A ATHAVALE1,2, N JAMSHIDI2, D ROBERTS3,4,5
1Department of Renal Medicine, Concord Repatriation General Hospital, Concord, Australia, 2Drug Health Services and Clinical Pharmacology and Toxicology, Royal Prince Alfred Hospital, Camperdown, Australia, 3Department of Nephrology and Transplantation, St Vincent’s Hospital, Sydney, Australia, 4Department of Clinical Pharmacology and Toxicology, Sydney, Australia, 5St Vincent’s Clinical School, University of New South Wales, Sydney, Australia
Aim: To evaluate the impact of impaired kidney function on accumulation of dabigatran and effectiveness of idarucizumab.
Background: The monoclonal antibody fragment idarucizumab binds dabigatran to reverse dabigatran-induced anticoagulation. The standard 5 g dose of idarucizumab was based on data from health volunteer studies with normal kidney function. Dabigatran is 80% eliminated renally, therefore kidney impairment can lead to accumulation of dabigatran and rebound in dabigatran activity following idarucizumab.
Methods: A systematic literature search was performed to identify cases of dabigatran rebound following idarucizumab. A two compartment pharmacokinetic model for dabigatran was developed to explore the impact of kidney function on efficacy of 5 g idarucizumab.
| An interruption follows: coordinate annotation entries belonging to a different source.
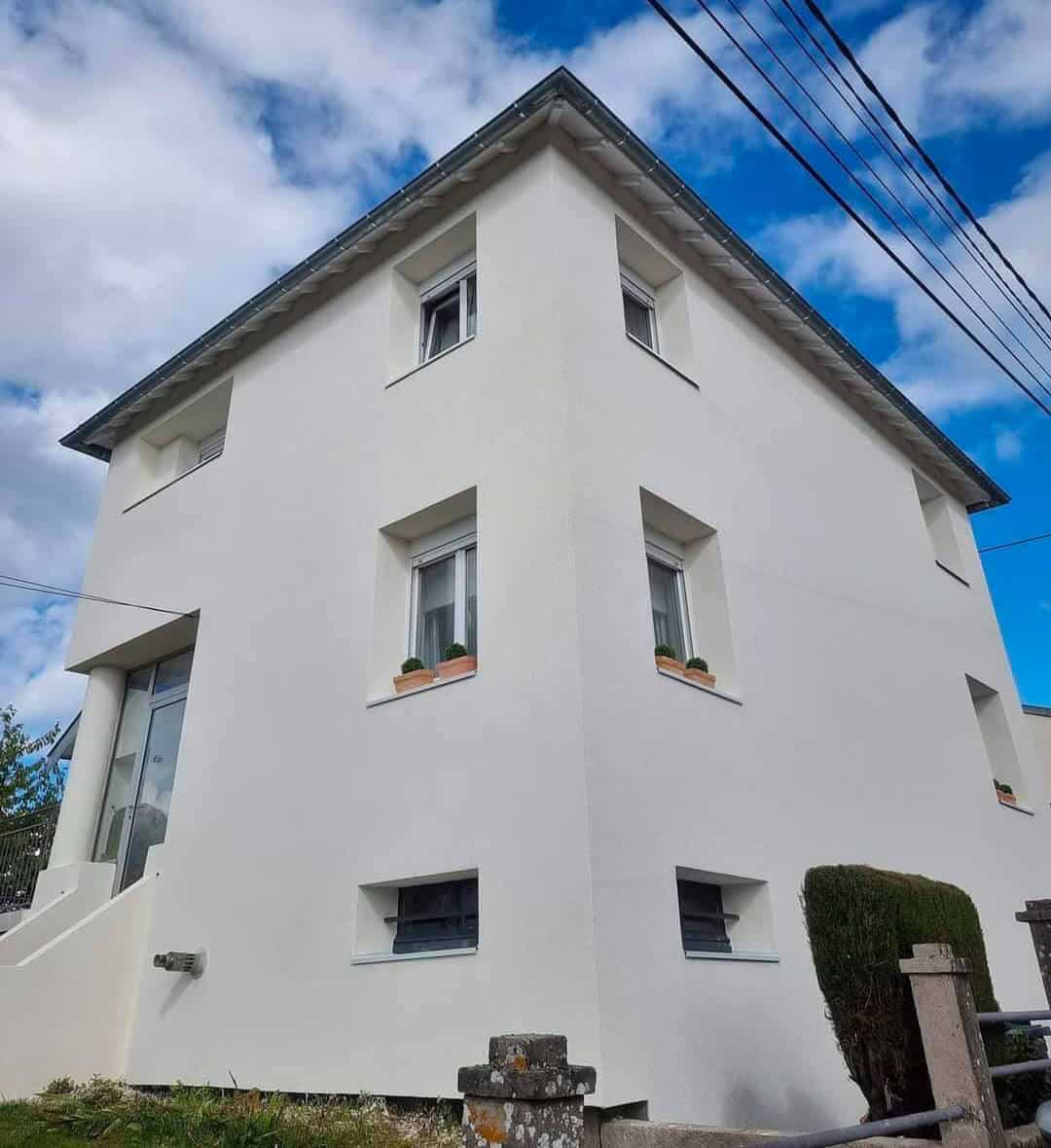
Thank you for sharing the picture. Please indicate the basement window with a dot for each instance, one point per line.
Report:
(724, 917)
(702, 917)
(422, 916)
(437, 917)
Results: Ninety-seven articles were suitable for inclusion, representing 240 cases of idarucizumab use. Thirty-three cases reported rebound in dabigatran following idarucizumab. The mean glomerular filtration rate was 36 mL/min in cases where dabigatran rebound occurred. In comparison, where no rebound was reported, mean glomerular filtration rate was 65 mL/min (p < 0.0001). Reduced glomerular filtration rate was associated with a significant increase in median plasma dabigatran concentrations. Median pre-idarucizumab plasma dabigatran concentrations were 101.5 ng/mL, 205.1 ng/mL and 736 ng/mL for glomerular filtration rates greater than 60mL/min, 30 – 60 mL/min and less than 30 mL/min respectively (p = 0.0004).
When dosing dabigatran 150 mg twice daily, pharmacokinetic modelling predicted an incomplete response to idarucizumab 5 g after approximately 72 hours when glomerular filtration rate was less than 30 mL/min.
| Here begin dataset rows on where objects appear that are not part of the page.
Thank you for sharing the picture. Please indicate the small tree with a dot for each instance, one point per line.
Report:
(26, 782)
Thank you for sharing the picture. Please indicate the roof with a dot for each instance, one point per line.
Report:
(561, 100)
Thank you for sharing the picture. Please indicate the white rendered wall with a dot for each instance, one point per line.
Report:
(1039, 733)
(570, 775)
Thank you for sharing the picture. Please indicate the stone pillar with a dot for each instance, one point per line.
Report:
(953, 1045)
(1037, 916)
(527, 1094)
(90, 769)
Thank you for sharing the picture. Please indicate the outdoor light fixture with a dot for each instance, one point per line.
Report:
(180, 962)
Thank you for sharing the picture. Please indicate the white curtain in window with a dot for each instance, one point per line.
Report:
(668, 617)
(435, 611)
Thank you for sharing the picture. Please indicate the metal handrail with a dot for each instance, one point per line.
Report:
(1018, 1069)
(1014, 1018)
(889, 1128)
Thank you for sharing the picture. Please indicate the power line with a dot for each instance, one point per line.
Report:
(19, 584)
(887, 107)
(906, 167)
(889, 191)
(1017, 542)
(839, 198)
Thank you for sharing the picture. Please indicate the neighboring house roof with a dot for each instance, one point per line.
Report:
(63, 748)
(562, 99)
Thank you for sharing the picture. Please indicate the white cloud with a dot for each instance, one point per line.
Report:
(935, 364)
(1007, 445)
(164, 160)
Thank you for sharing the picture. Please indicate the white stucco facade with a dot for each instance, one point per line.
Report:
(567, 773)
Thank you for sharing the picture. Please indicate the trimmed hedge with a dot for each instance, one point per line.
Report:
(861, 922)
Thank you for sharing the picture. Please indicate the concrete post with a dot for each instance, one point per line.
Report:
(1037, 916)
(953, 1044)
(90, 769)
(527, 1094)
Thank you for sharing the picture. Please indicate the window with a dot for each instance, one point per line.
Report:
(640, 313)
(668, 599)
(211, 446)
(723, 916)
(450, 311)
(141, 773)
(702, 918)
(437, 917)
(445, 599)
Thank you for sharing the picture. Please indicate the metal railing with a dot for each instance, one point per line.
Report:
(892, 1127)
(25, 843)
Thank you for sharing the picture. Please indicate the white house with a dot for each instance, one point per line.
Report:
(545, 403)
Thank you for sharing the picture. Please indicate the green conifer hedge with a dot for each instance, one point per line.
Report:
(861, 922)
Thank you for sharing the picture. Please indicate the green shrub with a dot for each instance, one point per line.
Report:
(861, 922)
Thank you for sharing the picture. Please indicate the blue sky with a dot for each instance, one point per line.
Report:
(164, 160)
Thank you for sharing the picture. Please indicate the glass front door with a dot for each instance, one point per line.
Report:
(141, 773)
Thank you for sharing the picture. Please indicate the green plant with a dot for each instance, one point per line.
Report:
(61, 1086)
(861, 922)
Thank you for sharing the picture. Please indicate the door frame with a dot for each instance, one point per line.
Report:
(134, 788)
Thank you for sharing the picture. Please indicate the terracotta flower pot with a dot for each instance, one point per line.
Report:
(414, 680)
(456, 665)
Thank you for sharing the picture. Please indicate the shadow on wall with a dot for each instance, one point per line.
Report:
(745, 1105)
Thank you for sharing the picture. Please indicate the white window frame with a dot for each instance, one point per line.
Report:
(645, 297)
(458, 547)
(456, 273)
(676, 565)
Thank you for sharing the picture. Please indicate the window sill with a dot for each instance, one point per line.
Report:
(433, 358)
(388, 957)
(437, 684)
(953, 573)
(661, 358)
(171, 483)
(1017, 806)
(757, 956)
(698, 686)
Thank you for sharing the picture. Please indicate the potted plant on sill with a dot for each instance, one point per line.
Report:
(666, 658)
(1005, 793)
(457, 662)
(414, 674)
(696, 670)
Conclusion: Impaired kidney function is associated with accumulation of dabigatran. Acute impairment of kidney function for as little as 72 hours may result in rebound dabigatran activity which could require repeat idarucizumab administration.
Akshay is an advanced physician trainee in clinical pharmacology and nephrology in New South Wales, Australia.